BBC cheated on Princess Diana in an explosive 1995 TV interview, the investigation finds

Journalist Martin Bashir has tricked Princess Diana into giving an explosive BBC television interview in which she opened the lid on her troubled marriage to Prince Charles, an independent investigation concluded Thursday.

Retired senior judge John Dyson said Bashir had made false bank statements falsely suggesting that some of Diana’s closest associates were being paid by the security forces to keep an eye on her.

Bashir then showed them to Diana’s brother Charles Spencer, in a successful attempt to convince him to arrange a meeting between him and Diana and gain her trust.

Dyson said he was “pleased” that Bashir had shown false bank statements “to trick Earl Spencer and get him to arrange a meeting with Princess Diana.”

By acting as described … Mr. Bashir acted inappropriately and in grave violation “of the company’s own editorial guidelines on” direct trading, “Dyson added.

Questions have long been raised about how Bashir convinced Diana to speak on the BBC’s flagship “Panorama” program in November 1995, which was watched by a record 22.8 million people and won a string of television awards.

In it, she famously said “there were three people” in her marriage – she, Charles and his longtime mistress and now wife, Camilla Parker-Bowles – and also admitted adultery.

Our Chairman @ julianknight15 has commented on Lord Dyson’s report on the events behind the BBC Panorama interview with Princess Diana.

We will review the report’s findings and examine the BBC’s response to the report

Full comment below👇

– Digital, Culture, Media and Sports Committee (@CommonsDCMS) May 20, 2021

Bashir, now 58, was little known at the time of the interview but had a high profile career on American television networks, interviewing stars like Michael Jackson.

He returned to the company as a religion editor until he resigned last week due to ill health, hours before Dyson’s report was presented to BBC bosses.

‘Flawed and Ineffective’

A 1996 internal investigation by future BBC chief Tony Hall and another high figure, Anne Sloman, cleared Bashir of misconduct.

But Dyson called that probe “flawed and hopelessly ineffective.”

In particular, it didn’t ask Diana’s brother, Charles Spencer, for his version of events, said Dyson, who denounced it for not properly researching Bashir’s actions.

If they could have tested Mr.
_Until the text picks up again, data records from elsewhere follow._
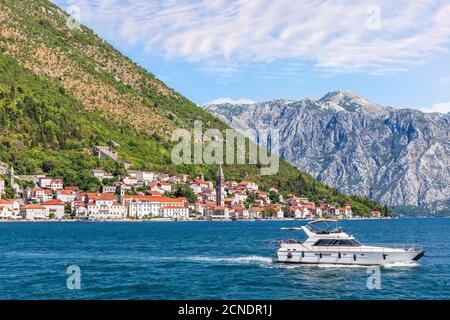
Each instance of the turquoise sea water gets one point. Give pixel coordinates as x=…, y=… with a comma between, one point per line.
x=209, y=260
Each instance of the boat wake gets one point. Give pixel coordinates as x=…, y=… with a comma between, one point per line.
x=231, y=260
x=401, y=265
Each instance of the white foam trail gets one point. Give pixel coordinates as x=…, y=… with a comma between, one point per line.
x=409, y=264
x=231, y=260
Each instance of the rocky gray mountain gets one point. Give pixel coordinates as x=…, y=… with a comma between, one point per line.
x=399, y=157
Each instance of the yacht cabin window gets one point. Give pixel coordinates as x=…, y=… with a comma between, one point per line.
x=336, y=242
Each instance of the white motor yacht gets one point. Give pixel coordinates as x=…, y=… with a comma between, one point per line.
x=335, y=246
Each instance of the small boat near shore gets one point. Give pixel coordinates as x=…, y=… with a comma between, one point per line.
x=334, y=246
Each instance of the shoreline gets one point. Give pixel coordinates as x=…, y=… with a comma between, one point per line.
x=189, y=220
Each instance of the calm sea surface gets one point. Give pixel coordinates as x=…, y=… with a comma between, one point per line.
x=209, y=260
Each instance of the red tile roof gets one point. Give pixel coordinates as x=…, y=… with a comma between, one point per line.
x=54, y=202
x=33, y=206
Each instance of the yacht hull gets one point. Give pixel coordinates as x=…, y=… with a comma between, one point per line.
x=347, y=258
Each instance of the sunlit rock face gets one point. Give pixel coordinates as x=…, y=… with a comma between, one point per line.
x=400, y=157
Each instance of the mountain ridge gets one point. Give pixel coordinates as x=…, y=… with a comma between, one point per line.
x=63, y=91
x=394, y=156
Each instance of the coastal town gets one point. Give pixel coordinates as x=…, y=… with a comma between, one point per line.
x=143, y=195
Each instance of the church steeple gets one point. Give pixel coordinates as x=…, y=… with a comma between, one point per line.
x=220, y=187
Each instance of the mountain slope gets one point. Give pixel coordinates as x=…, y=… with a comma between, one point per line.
x=396, y=157
x=62, y=91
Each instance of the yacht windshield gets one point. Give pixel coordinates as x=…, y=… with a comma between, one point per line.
x=336, y=242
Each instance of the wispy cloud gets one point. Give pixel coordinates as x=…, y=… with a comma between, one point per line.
x=438, y=107
x=335, y=36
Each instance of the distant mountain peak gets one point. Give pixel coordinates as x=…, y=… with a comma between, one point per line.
x=349, y=100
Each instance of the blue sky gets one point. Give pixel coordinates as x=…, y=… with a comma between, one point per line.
x=391, y=52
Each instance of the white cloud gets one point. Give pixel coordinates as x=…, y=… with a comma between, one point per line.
x=438, y=107
x=231, y=101
x=336, y=36
x=444, y=81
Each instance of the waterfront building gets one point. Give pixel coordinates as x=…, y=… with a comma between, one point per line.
x=174, y=212
x=2, y=187
x=220, y=187
x=38, y=195
x=100, y=206
x=139, y=206
x=55, y=208
x=9, y=208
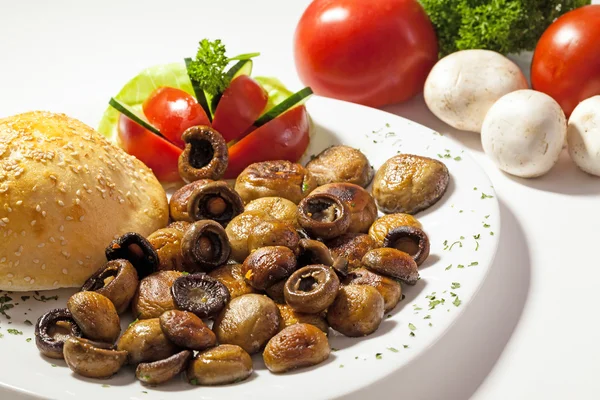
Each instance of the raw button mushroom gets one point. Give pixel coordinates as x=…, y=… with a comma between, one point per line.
x=53, y=329
x=356, y=311
x=162, y=371
x=95, y=315
x=117, y=280
x=524, y=133
x=311, y=289
x=220, y=365
x=248, y=321
x=461, y=87
x=583, y=135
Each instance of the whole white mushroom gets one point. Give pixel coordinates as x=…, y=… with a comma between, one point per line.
x=524, y=132
x=462, y=86
x=583, y=135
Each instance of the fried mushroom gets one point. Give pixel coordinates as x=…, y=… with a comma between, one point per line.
x=361, y=204
x=153, y=295
x=383, y=225
x=275, y=178
x=144, y=341
x=232, y=276
x=161, y=371
x=341, y=164
x=408, y=184
x=220, y=365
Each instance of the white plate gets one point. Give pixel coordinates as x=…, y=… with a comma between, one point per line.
x=464, y=213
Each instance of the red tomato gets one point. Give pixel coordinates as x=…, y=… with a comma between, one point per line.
x=284, y=138
x=566, y=62
x=154, y=151
x=172, y=111
x=241, y=104
x=368, y=52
Bashir’s story by asking him to comment on Earl Spencer’s detailed account, it is very unlikely that they would have believed him and concluded that he was an ‘honest and honorable’. man ‘was,’ he wrote.
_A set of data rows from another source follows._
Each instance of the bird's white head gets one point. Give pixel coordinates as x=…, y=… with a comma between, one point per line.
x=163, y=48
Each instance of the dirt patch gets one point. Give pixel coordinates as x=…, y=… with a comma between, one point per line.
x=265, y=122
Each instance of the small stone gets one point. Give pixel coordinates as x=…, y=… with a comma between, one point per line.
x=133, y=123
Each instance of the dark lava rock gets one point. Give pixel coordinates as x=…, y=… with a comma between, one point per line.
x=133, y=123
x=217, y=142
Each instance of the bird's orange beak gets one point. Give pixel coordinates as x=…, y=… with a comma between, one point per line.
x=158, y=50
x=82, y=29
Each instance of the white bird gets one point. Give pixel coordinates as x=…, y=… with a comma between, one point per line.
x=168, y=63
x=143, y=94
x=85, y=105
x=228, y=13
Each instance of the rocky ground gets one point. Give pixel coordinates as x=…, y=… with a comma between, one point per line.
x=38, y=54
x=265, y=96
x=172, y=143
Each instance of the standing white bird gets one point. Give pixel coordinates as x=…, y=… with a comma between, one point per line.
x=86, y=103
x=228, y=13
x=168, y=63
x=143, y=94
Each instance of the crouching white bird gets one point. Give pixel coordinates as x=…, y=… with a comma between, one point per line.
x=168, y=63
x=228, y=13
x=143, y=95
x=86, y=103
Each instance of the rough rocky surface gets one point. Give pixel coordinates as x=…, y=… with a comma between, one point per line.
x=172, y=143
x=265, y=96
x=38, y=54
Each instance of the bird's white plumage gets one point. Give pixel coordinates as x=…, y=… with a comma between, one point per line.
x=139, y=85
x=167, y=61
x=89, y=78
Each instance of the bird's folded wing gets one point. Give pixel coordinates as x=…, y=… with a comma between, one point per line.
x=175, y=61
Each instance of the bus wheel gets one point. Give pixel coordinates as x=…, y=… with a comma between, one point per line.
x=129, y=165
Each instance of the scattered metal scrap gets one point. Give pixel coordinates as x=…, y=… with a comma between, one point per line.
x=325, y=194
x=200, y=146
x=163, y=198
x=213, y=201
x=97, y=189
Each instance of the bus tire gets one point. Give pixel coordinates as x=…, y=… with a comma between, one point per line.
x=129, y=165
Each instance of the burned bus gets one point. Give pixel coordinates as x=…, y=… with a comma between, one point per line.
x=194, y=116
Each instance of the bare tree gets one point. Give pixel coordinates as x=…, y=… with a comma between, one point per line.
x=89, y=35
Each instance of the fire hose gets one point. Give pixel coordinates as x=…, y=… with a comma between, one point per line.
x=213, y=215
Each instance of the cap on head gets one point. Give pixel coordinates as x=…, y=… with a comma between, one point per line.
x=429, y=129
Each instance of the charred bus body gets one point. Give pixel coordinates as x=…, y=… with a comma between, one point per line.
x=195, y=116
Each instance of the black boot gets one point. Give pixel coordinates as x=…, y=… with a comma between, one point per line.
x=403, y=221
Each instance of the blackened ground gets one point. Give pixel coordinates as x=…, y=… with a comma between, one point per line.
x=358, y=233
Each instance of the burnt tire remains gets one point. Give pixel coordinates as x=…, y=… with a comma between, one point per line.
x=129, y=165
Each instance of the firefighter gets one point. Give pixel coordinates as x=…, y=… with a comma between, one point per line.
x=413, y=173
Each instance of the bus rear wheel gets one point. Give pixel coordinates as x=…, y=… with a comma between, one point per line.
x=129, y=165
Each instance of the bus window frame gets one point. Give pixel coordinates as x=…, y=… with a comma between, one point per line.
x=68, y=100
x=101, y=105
Hall, now chairman of the board of the National Gallery in Britain, admitted that the investigation “fell far short of what was needed”, saying he was “wrong in giving Martin Bashir the benefit of the doubt” .

Full apology

The Daily Telegraph previously suggested that the report’s findings were similar to revelations about phone hacking on the UK News of the World tabloid, which forced its shutdown.

Diana’s boyfriend, Simone Simmons, told The Sun that the interview “destroyed her psychologically” and “made her paranoid.”

BBC Director General Tim Davie said the company fully accepted Dyson’s findings and offered a “full and unconditional apology”.

Tim Davie, BBC Director General, tells @chrisshipitv – “I think it is a difficult day for the BBC. It’s a dark day. We offer a full and unconditional apology to those affected.

– Lizzie Robinson (@LizzieITV) May 20, 2021

The broadcaster also said it handed over the awards the program won for the interview.

Bashir also apologized, saying that forging the bank statements was “a stupid thing to do and an act that I deeply regret.”

But he claimed it “did not affect Princess Diana’s personal choice to participate,” and was still “extremely proud” of the interview.

‘Rogue reporter’

Davie also said the princess was “excited about the idea of ​​an interview with the BBC.” Her estranged husband had spoken to the commercial channel ITV in 1994 and also admitted adultery.

But he added, “It is clear that the process of obtaining the interview is far behind what the public may expect. We are very sorry.”

“Clear shortcomings” had been identified, he added, but said the BBC now had “significantly better processes and procedures” than it did at the time.

“The BBC should have put more effort into getting to the bottom of what was happening at the time and being more transparent about what it knew,” added Davie.

John Birt, the company’s director general at the time of the interview, said in a statement, “We now know that the BBC was housing a rogue reporter.”

Diana and Charles formally divorced in 1996. She died at the age of 36 in a high-speed car accident while being chased by paparazzi photographers in Paris the following year. Charles married Camilla in 2005.